Protocol Agent: Future Research Directions

marco@ag0.xyz

Now

Protocol Agent: What If Agents Could Use Cryptography in Everyday Life (arXiv, X.com) frames a practical “improvement stack” for agents operating in open networks: (1) infrastructure that lets agents discover each other and establish trust - either via closed, curated catalogs or through open ecosystems anchored in blockchain-based distributed registries (e.g., ERC-8004); (2) standards that specify message formats and interfaces so requests and responses are packaged consistently and work across implementations; (3) behaviors and techniques: what agents actually say and do, turn by turn, to achieve their goals; (4) learning loops: how past interactions (their own and others’) are turned into improvements via context engineering and post-training.

Throughout this note, we refer back to these as layers (1)–(4).

This paper currently focuses on layer (3). The core premise is that agents have capabilities that are structurally different from humans - deterministic memory, speed, and on-demand computation - so their communication techniques should eventually diverge from human conversational defaults. That shift hasn’t meaningfully happened yet, largely because today’s models are trained on multi-turn human conversations (and therefore inherit human habits and inefficiencies).

More specifically, the paper studies models that could bring advanced cryptography into everyday agent interactions. It introduces a benchmark and an arena to measure end-to-end performance across: (a) recognizing the right cryptographic primitive family, (b) negotiation/persuasion to secure counterpart buy-in, (c) correct protocol execution, (d) correct cryptographic computation/tool use, and (e) security strength. It also proposes a dataset generation pipeline to improve models on this benchmark, runs supervised fine-tuning (SFT), and shows large gains on several leading open-weight models.

Next steps

Here’s what we’re considering right now:

Direct continuation

RL with an LLM judge (layers (3) + (4))

RLAIF: Keep the current rubric, and use the judge outputs to directly optimize end-to-end behavior (selection + negotiation + execution + security) under a fixed interaction budget. A practical approach could be to start offline with preference optimization (e.g., DPO/IPO) using judge-ranked candidates, since it’s cheap and stable for fast iteration. Then, once the pipeline is solid, move on-policy to PPO-style RLAIF with KL control to the SFT reference, so we optimize the behavior distribution we actually get in live multi-turn play (especially tool use and long-horizon protocol execution).

RL with verifiable rewards (layers (3) + (4))

Add deterministic reward components that are objectively checkable (tool validity, verifier checks, policy-constraint compliance), so learning does not rely entirely on an LLM judge.

Tool correctness: reward successful `cryptomath` calls and punish invalid ops/args; punish inventing values instead of calling the tool.
Artifact usage: reward when returned artifacts are actually used later in the protocol (e.g., hashes/signatures referenced consistently).
Verifier pass/fail: whenever a protocol has a natural verifier (signature verify, commitment open, Merkle proof verify), reward passing verification and penalize failure.
Secret leakage constraints: make “what is secret” explicit per role (inputs, keys, identity attributes) and run deterministic transcript checks for forbidden disclosures (exact strings / structured values).
Intermediate milestones: design scenarios with explicit intermediate targets, so reward can be denser than only final success.

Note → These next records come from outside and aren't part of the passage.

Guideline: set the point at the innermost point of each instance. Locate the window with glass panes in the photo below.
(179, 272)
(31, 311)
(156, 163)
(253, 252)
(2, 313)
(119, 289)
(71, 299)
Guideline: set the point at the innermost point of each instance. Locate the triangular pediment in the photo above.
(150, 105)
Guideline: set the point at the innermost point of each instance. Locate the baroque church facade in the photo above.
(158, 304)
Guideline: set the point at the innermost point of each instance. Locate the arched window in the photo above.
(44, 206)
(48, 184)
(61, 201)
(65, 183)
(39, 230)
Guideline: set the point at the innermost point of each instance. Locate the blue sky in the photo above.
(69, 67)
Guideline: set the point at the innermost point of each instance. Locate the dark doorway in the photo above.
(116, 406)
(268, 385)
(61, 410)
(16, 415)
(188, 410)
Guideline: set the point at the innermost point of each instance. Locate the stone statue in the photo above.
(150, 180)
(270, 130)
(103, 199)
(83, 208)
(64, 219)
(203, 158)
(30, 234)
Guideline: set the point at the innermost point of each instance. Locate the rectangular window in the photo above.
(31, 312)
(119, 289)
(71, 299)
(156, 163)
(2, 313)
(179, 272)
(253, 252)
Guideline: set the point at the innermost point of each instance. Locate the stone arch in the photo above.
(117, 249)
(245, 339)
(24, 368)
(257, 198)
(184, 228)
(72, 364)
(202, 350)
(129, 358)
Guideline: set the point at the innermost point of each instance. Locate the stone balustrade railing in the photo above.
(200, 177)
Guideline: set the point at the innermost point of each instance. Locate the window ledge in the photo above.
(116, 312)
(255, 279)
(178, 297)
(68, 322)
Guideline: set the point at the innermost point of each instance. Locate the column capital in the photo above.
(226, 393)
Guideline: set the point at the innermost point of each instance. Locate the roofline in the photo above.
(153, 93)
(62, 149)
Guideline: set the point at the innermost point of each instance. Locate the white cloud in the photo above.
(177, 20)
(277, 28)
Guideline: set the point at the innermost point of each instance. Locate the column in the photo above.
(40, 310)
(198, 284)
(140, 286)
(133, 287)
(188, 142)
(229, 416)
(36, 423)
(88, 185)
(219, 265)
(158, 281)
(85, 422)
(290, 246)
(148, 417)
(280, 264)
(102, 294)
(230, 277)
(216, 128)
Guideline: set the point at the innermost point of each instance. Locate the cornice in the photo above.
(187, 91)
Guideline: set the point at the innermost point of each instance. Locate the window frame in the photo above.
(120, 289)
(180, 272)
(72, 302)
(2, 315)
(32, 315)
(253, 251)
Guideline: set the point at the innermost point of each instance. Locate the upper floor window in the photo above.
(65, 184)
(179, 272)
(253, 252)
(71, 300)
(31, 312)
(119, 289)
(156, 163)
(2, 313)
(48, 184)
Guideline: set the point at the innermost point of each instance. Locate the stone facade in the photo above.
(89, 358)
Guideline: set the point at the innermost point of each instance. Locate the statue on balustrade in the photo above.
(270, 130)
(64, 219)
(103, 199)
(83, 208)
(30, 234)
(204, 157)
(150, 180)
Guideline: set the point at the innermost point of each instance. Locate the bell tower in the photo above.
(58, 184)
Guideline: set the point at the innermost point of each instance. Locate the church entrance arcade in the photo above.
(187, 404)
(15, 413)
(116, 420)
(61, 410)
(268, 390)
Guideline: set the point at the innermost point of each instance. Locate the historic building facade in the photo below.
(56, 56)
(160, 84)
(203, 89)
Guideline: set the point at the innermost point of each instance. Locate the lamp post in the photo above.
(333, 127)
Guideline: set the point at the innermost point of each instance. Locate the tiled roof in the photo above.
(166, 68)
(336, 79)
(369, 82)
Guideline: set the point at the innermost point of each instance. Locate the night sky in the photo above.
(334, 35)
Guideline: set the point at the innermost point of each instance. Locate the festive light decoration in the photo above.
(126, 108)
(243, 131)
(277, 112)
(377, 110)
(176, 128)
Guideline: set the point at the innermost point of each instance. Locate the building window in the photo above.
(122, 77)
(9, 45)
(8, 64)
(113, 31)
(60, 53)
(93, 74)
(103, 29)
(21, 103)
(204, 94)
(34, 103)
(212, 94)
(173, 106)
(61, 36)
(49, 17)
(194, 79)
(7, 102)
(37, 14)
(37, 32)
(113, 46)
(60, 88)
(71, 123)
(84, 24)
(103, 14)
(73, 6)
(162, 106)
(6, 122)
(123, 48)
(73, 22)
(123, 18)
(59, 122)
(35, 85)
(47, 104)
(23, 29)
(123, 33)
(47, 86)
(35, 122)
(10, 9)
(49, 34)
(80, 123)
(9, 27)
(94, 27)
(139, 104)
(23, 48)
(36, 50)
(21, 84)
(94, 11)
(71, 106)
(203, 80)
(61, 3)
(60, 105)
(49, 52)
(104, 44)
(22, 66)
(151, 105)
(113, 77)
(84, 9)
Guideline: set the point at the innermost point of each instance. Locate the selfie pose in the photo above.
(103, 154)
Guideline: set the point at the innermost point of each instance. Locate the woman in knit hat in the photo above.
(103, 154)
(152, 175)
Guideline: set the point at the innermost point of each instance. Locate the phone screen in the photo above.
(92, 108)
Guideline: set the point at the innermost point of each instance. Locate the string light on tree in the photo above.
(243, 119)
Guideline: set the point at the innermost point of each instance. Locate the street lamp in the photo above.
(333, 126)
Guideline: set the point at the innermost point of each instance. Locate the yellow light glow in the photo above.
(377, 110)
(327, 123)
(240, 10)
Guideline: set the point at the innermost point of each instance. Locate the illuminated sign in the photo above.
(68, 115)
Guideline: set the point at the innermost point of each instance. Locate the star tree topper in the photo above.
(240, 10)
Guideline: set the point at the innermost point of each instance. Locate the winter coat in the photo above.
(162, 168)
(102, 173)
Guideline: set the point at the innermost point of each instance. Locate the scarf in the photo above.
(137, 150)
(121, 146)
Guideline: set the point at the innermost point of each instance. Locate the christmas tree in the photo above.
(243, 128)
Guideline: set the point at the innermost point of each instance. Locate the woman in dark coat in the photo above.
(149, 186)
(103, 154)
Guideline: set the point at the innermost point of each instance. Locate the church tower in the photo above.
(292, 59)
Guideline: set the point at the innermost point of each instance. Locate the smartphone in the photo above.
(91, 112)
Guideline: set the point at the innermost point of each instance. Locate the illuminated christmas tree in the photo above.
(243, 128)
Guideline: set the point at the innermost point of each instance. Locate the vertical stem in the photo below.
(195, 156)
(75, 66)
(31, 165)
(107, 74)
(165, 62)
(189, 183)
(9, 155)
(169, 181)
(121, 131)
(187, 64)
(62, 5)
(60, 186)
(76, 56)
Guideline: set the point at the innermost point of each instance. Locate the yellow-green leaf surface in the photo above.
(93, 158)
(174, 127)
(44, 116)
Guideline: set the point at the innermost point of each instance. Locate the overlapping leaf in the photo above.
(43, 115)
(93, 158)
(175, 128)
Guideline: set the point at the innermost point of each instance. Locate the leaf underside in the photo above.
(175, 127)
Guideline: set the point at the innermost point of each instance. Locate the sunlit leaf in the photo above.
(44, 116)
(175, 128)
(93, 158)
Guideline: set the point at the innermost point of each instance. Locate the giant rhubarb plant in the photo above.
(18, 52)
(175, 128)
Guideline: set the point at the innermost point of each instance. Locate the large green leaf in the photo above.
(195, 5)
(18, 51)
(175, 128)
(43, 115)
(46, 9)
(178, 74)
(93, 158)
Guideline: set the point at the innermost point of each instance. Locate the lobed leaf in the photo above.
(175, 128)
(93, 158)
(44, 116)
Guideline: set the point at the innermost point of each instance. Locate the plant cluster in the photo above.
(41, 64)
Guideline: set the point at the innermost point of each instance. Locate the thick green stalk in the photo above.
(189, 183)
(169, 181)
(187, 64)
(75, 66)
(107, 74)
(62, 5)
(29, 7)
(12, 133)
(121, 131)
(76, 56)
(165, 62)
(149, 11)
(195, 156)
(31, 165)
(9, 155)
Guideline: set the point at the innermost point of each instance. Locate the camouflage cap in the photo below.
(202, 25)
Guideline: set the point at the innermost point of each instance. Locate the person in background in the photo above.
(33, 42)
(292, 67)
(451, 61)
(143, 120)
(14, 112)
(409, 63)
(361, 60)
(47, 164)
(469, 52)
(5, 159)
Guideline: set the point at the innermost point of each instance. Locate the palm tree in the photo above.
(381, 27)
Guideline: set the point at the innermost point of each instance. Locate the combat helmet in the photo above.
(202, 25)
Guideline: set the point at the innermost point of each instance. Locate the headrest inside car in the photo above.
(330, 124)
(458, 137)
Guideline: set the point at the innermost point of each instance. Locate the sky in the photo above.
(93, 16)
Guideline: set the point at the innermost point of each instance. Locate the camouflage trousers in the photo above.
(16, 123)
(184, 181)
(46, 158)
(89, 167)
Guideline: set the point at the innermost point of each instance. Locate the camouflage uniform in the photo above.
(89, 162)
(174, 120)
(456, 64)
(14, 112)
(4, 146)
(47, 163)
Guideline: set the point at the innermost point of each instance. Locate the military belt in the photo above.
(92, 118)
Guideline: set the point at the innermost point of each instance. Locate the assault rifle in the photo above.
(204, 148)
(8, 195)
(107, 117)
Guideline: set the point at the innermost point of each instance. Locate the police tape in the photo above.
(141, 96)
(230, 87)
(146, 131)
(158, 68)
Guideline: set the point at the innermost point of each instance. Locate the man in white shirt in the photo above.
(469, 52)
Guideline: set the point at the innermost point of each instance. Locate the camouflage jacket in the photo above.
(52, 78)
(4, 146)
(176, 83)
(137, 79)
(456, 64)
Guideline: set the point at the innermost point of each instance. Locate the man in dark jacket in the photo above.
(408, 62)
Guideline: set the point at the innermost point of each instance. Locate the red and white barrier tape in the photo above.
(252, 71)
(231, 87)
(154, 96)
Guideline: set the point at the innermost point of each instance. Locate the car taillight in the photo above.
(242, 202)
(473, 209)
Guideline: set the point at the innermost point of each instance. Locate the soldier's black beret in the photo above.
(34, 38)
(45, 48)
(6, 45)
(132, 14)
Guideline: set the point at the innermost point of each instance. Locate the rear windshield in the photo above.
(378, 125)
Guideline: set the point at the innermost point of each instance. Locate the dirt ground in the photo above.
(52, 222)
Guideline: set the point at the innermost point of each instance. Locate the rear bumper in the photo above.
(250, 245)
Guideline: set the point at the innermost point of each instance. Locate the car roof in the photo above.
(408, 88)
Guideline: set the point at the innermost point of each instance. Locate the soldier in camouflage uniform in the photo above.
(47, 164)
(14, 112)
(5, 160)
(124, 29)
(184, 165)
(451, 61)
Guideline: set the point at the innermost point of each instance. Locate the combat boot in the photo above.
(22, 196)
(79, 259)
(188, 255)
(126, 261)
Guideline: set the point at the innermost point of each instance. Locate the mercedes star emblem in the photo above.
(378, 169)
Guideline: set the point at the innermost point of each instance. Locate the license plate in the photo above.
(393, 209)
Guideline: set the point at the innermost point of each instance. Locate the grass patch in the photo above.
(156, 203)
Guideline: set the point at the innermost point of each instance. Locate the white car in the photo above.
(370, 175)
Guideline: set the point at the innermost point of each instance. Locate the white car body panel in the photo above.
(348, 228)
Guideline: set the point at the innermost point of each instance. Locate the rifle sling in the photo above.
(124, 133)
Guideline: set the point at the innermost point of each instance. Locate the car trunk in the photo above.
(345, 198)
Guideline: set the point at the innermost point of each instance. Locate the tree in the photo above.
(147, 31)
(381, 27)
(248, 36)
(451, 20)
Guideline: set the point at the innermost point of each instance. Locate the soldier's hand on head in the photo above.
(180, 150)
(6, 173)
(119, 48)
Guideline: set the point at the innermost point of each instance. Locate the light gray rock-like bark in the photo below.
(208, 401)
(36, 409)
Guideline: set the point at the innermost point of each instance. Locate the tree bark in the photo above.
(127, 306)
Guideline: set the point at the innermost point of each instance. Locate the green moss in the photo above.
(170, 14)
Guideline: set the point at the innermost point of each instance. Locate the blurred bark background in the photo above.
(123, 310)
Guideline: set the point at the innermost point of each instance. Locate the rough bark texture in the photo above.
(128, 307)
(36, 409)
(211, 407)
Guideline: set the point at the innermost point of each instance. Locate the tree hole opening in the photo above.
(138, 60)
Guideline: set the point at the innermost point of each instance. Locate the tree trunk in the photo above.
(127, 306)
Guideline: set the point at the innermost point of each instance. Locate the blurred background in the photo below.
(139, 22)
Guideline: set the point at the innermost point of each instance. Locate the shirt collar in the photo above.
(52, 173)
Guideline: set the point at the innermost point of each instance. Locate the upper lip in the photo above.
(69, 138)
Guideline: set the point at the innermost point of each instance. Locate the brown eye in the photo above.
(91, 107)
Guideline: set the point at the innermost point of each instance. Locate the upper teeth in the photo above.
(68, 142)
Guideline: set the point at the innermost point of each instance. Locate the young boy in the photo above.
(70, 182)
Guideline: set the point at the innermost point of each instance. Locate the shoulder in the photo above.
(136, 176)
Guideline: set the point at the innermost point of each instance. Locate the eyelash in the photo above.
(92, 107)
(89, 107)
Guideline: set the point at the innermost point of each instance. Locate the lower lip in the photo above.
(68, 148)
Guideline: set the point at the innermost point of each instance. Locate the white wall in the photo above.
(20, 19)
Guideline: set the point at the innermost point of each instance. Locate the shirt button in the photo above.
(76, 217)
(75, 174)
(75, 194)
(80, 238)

Beyond self-play (layer (3))

When both sides are tuned “protocol agents,” adoption can be smoother than in many real deployments. We should therefore also evaluate asymmetric pairings: a protocol agent interacting with a non-tuned model (or a model optimized for “convenience over privacy”). This puts more realistic pressure on negotiation and explanation.

Under an honest-but-curious (not fully adversarial) threat model, the protocol agent may rationally help the counterparty implement steps and do the math (without leaking secrets) because this increases the chance of reaching a verifiable agreement within the turn budget. Measuring this “assist without oversharing” behavior is itself valuable.

Better datasets, better benchmark scenarios, more models (layer (3) only)

Expand coverage (including state-of-the-art commercial models) and enrich scenarios to better reflect deployment realities: partial cooperation, ambiguous objectives, longer horizons, and failure modes that stress tool discipline and leakage prevention.

Adjacent directions

"The Explorer" (layers (1) + (4))

Create a benchmark for an agent that, without prior hints, can:

discover other agents via both centralized catalogs and decentralized discovery/trust systems,
understand what they do/sell and how to use their service safely,
execute real tasks by composing these services,
and self-improve (e.g., via RL or continual learning) based on interaction outcomes.

"Agent Jargon" (layers (3) + (4))

Explore whether post-training models to communicate in a more compact, structured “agent jargon” (more symbolic, more schematic, less verbose) improves performance in both Protocol Agent and The Explorer.